Well, we hate the guv’mint, too….
Comment by Jason Godesky — 13 September 2005 @ 10:45 AM
Yes, but in a very different way and for very different reasons.
Comment by Giulianna Lamanna — 13 September 2005 @ 12:46 PM
I just finished reading this book in my 11th grade English class. We were then told to write a 3 page research essay on Forrest Carter.
What we read about Forrest/Asa was devastating-Especially after getting itno the book, and believing what you had read about this man and his life. Its so sad that he would do that
Comment by Natashia — 6 November 2005 @ 4:23 PM
It’s just a book. It might have been wrong of him to lie, but it’s still a great work of literature. We should just appreciate it for what it is.
Comment by Irene — 13 December 2005 @ 1:11 AM
This story has endured as a favorite in my family for decades, despite our knowing that its author was (is?) a fraud and a raging bigot, and that the characters are not culturally accurate. When I consider why, it occurs to me that it’s because it’s a good story, and as a society, we are in serious need of good stories. It makes me think of all the assholes I’ve known in my life who have created beautiful works of art or wonderful scientific discoveries. When I reject their work because of the limits of their personal characters, I impoverish my life, not theirs. I think this is a profound sociological lesson, and one that not many people get.
Comment by Nora — 13 December 2005 @ 1:21 AM
Any kind of two-dimensional character, whether negative or positive, is racist, because it trains you to think in terms of stereotypes, and to believe that real people are such cut-outs. The “noble savage” robs real people of their right to be seen as real, flesh-and-blood people, rather than some kind of mystic of the natural world. It’s not socially acceptable to teach your children to go around shouting about “white power,” but the “noble savage” myth is perfectly acceptable. And if it’s OK to think all Cherokee are a positive stereotype, why not a negative one?
But in order to create a way of preserving racism for a new, politically correct age, Forrest couldn’t treat actual Cherokee culture. It wasn’t nearly as two-dimensional as Forrest required. The “Cherokee” culture of Little Tree is entirely fictive. It presents itself as Cherokee culture, but it is not. The Cherokee are, naturally, outraged by this misrepresentation of their culture. You can’t learn to appreciate another culture by learning a lie about it.
That, and it’s poorly, poorly written.
Comment by Jason Godesky — 13 December 2005 @ 8:19 AM
Easy to read essay. Nice to have a break from so many heavy words (from you know who :-). Thanx for the insight, won’t be reading that book.
Comment by Rick Larson — 31 January 2006 @ 12:26 AM
So it was from this book that the image of the native with a single tear in his eye at the sight of litter originated, and the famous public service announcement simply appropriated the image? Interesting.
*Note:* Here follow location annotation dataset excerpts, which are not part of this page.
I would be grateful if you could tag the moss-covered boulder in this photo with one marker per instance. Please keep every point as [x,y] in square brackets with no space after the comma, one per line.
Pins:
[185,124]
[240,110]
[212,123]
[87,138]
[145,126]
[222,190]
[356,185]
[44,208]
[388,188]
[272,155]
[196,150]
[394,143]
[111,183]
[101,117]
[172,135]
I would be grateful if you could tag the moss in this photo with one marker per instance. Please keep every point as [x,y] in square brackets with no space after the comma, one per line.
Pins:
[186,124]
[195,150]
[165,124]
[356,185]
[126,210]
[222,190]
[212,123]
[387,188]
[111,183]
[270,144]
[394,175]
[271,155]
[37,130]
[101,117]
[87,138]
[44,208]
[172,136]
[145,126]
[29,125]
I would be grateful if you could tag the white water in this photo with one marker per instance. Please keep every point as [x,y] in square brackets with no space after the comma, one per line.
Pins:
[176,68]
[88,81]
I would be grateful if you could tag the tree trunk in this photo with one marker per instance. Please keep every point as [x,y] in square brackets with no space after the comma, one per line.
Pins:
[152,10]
Comment by Thomas Rondy — 3 September 2006 @ 6:00 PM
No, that was a different thing. It was a commercial from… I want to say the 70’s? Interestingly, the “native” in that commercial was actually a Sicilian who made quite a lot of money off of passing himself off as a Native American.
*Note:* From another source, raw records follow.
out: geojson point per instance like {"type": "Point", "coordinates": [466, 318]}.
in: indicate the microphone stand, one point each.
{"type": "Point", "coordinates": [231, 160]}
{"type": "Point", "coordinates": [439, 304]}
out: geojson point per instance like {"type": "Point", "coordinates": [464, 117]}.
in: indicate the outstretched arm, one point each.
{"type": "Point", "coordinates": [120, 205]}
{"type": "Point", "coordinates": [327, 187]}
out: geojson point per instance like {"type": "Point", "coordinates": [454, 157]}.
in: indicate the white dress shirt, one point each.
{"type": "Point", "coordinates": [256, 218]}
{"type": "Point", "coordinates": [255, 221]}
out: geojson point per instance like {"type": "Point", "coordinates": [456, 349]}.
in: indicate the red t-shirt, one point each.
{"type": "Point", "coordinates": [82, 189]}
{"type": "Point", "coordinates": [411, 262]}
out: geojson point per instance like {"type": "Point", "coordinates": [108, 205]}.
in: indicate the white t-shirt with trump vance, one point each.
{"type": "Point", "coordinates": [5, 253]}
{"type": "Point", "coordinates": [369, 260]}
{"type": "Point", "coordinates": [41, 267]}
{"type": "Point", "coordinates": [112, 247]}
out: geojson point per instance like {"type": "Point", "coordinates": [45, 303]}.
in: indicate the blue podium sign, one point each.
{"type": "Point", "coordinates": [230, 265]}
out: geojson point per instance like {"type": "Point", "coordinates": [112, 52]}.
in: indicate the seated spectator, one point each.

Comment by Giulianna Lamanna — 3 September 2006 @ 11:34 PM
Granma explains to Little Tree the Cherokee belief in reincarnation. She also describes a Cherokee listening and talking to trees, and protecting them from the lumber company that wants to cut them down. Needless to say, Cherokee don’t talk to trees, nor do they believe in reincarnation. (Though they do believe in an afterlife.) /quote
Not exactly needless to say, for those not familiar with Cherokee relegion. Other cultures DO extend personhood to trees and speak with them.